Laughing, she curled a fist around the lapel of his duster. "You liked that better than this getup though, right? Because otherwise I'd be a little nervous."
He rolled his eyes. "It's not your best look, kiddo, but I'd take your worst over someone else's best any day of the cycle."
She looked at him with her heart in her throat and blurted out, "I don't want you to dance with anyone else."
"I don't want to dance with anyone but you," he told her seriously. "And I hate seeing you with suitors."
She felt like she could collapse with relief and joy as she kissed him again with fervor. He'd just folded her into his arms when her mother's voice reached them from her main chamber. She broke away from him with wide eyes and he pushed her gently in the direction of the door.
"Oh, my," the queen said with wide eyes when she saw her daughter. She sighed and shook her head.
"We'll say you've taken ill," she said, and swept out of the room again. "Enjoy your evening off, my angel," she called as she left, and DG felt the elation of reprieve.
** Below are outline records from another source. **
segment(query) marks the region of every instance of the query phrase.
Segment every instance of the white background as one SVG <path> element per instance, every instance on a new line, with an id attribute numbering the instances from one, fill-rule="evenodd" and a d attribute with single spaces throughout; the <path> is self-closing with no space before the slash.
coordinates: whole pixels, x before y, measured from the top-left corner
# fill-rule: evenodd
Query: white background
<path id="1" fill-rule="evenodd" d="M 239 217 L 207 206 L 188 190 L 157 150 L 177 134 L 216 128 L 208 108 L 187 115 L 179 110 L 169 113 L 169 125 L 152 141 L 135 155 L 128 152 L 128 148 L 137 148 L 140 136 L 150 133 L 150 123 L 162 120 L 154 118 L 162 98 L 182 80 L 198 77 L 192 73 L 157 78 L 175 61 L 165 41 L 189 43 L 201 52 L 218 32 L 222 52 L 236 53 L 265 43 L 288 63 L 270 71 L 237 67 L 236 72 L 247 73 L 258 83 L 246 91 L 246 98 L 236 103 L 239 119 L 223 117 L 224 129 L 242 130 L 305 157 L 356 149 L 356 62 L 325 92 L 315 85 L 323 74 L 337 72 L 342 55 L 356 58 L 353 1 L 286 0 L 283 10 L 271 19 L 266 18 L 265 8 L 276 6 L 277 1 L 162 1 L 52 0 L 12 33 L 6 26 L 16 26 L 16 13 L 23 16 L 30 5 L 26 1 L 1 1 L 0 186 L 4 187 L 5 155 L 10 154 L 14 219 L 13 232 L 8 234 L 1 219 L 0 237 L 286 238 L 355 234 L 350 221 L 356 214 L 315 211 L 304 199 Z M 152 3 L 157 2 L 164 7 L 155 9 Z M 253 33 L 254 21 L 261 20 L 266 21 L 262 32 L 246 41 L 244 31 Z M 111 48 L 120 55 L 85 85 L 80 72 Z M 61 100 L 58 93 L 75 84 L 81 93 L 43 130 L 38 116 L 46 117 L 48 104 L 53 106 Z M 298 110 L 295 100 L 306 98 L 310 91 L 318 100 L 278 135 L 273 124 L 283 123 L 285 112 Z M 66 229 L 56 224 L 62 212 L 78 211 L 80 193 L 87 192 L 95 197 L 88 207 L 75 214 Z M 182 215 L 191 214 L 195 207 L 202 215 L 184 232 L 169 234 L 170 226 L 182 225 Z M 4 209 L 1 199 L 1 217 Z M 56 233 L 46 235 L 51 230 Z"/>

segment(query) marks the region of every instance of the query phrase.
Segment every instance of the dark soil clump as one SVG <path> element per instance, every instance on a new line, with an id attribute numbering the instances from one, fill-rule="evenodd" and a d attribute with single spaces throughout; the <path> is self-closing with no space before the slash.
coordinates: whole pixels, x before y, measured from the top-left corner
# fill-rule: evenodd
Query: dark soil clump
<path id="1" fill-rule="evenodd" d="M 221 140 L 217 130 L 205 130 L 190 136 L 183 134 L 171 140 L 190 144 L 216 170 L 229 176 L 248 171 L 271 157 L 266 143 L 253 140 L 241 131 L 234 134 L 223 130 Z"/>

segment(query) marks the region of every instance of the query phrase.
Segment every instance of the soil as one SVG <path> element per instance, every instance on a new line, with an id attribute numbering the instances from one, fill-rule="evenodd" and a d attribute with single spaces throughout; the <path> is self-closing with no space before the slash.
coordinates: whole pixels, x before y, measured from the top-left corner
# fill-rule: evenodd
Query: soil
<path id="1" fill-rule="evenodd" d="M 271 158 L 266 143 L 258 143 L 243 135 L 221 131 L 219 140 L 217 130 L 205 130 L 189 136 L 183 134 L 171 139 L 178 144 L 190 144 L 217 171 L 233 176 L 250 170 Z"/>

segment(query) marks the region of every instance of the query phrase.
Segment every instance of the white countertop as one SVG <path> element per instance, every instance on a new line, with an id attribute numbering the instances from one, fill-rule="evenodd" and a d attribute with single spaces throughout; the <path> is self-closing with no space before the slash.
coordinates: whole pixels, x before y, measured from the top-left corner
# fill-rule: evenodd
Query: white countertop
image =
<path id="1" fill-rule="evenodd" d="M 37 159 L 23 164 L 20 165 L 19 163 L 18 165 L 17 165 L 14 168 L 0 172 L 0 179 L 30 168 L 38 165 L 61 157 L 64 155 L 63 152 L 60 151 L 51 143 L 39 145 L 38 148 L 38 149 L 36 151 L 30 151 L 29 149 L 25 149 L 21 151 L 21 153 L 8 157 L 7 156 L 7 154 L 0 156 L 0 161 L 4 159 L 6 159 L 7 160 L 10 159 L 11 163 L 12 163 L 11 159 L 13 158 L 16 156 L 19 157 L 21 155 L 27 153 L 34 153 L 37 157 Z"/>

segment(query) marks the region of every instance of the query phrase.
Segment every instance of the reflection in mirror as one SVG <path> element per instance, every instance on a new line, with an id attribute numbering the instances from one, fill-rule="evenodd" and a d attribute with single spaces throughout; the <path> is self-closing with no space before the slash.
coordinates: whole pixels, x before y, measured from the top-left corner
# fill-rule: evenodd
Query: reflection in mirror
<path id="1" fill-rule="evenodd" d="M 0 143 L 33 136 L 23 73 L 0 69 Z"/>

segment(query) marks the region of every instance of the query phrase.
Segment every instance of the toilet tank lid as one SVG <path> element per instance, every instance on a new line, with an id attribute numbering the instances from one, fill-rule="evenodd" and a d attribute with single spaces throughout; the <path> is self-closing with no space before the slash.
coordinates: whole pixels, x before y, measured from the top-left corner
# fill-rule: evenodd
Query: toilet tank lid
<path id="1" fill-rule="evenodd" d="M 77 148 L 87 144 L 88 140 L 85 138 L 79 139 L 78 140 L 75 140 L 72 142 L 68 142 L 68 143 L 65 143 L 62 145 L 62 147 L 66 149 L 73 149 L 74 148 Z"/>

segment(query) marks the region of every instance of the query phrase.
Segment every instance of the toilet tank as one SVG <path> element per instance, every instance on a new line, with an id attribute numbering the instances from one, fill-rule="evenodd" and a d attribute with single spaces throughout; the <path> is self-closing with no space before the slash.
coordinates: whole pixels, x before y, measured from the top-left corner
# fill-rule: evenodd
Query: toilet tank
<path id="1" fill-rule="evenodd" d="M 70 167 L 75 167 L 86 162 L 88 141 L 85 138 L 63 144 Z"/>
"Oh Wyatt," she sing-songed. "It turns out I have some free time this evening. Would you care to spend it with me?"
He appeared in the doorway to the bathroom with a sly smile on his face and she grinned back giddily.
"Seems I've suddenly got the evening off as well," he said. "I'm sure we can find something to pass the time."
Struck with a sudden urge, she ran at him and jumped into his arms. He caught her easily and her legs wrapped around his waist even with all her fluffy fabric in the way.
"Can we burn my dress?" she asked hopefully.
He grinned. "It would be an honor to help dispose of this threat to the kingdom." He reached out and tugged at her sleeve, hard enough that it tore at the seam.
DG gasped and tightened her hold on him. "I've literally never found you more attractive than I do right now." He laughed and gave the other sleeve the same treatment. As she fake-swooned and called him her hero, she couldn't help but think that no matter what outfits she faced in the future, she'd bear them all with a smile as long as she had her Tin Man there to help her destroy them later.
A/N: I hope you enjoyed my first Tin Man story! I enjoyed writing it, even though (disclaimer) none of the characters belong to me.